Ÿ  Nodule sizes are varying widely: Commonly a nodule diameter can take any value between a few millimeters up to several centimeters [11].

Ÿ  Nodules exhibit a large variation in density—and Hence visibility on a radiograph—some nodules are only slightly denser than the surrounding lung tissue, while the densest ones are calcified [11].

Ÿ  As nodules can appear anywhere in the lung field, they can be obscured by ribs, and structures beneath the diaphragm, resulting in a large variation of contrast to the background [11].

3. Proposed Method

Our work aims to apply some data mining techniques in the form of chest X-ray images for the diagnosis of lung cancer in its early stages. So we need to classify these images to a number of categories: normal and abnormal, which includes lung cancer in its early stages. Data mining includes many of the techniques or methods such as the characterization and classification of discrimination and association and compilation, and analysis of the development trend and deviation analysis, similarity analysis, etc... We chose the classification technique based on the type of knowledge to be mined. By inputting a training data set and building a model of the class attribute based on the rest of the attributes. In this way the classification will produce a function that is sorting out a data item into one of several predefined classes [12].

Our proposed system will classify the lung nodule into benign (non-cancerous) or malignant (cancer). Most of the cancers start with the appearance of small nodules. Nodule pixels are often brighter than the surrounding areas, but in some cases, the difference in grey levels is not significant. Furthermore, ribs and pulmonary arteries, which often have higher grey levels, also contribute to the complexity of lung tissue and make some nodules undetectable.

To detect and classify early nodules we employed data mining approach to extract these nodules from the X-ray images, these steps were shown in the following figure (Figure 1).

In the first step we applied pre-processing techniques to the images before the feature extraction phase, data preprocessing is necessary to get better the quality of the actual data for mining. Lung field segmentation procedures to isolate lung from chest X-ray, after enhancing the images with represent to the data cleaning phase, and image segmentation. Features relevant to the classification are extracted from the cleaned images. The extracted features are organized in a database in the form of transactions, which constitute the input for classification algorithm used.

In the classification phase we used artificial neural network (ANN) technique. It classifies the image into a normal or abnormal status.

Figure 1. The steps of early detect the nodules by using data mining method.

Once a nodule has been detected as an abnormal status, it may be quantitatively analyzed as follows: Abnormal once classify to lung cancer or no lung cancer (it might also be scar tissue from a previous infection or pulmonary).

3.1. Data Preprocessing

Data preprocessing involves data cleaning, data transformation, data integration, data reduction or data compression for compact representation, etc. Preprocessing techniques varies depending on the type of data, and on the type of knowledge to be mined. In our work we will apply two preprocessing techniques, namely Data Cleaning and Data Transformation, were applied to the images collection. Data Cleaning is the process of cleaning the data by removing noise. It could mislead the actual mining process. In our case, there are some images that are very large and almost 50% of the whole image comprised the background with a lot of noise. In addition, these images were scanned at deferent illumination conditions, and therefore some images appeared too bright and some were too dark, Figure 2 shows image before apply preprocessing techniques.

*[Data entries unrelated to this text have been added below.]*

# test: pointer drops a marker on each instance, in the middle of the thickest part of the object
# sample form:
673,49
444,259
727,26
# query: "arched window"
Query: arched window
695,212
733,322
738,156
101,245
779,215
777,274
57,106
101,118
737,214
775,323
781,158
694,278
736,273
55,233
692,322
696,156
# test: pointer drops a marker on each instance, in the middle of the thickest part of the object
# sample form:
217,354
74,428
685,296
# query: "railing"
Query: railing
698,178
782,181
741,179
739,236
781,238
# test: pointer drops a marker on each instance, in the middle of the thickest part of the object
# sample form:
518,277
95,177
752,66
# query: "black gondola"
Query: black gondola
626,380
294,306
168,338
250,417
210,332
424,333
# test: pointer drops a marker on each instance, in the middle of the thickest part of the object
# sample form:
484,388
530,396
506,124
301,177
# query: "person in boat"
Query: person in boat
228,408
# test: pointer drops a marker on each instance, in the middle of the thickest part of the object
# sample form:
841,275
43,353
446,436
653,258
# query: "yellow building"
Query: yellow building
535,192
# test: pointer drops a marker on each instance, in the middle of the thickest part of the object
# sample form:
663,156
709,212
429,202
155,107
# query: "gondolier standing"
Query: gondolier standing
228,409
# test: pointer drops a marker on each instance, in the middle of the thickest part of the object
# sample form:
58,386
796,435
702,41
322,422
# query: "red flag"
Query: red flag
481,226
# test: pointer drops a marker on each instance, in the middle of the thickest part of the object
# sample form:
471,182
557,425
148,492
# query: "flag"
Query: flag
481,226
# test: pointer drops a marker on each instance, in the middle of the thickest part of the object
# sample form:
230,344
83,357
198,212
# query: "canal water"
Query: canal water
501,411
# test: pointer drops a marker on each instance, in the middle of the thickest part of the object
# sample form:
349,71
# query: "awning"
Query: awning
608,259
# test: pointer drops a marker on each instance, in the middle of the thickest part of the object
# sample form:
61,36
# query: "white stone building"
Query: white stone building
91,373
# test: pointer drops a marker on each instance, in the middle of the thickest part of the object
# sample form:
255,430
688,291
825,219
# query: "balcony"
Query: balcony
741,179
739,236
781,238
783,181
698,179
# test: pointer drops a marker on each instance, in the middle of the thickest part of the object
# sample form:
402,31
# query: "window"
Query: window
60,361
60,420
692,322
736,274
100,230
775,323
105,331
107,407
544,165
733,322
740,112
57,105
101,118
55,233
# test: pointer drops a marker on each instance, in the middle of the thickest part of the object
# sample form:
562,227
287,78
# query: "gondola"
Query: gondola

The first step toward noise removal was resizing the images with the help of the resizing operation in Image Processing. We used also resizing operation to reduce size image to 1/4. The next step towards preprocessing the images was using image enhancement techniques. Image enhancement is a set of image processing operations applied on images to produce good images. Image enhancement helps in qualitative improvement of the image with respect to a specific application Enhancement can be done either in the spatial domain or in the frequency domain. Here we work with the spatial domain and directly deal with the image plane itself, in other word enhancement techniques are based on direct manipulation of pixels in an image. In order to diminish the effect of over-brightness or over-darkness in images, and

Figure 2. Image before apply preprocessing techniques.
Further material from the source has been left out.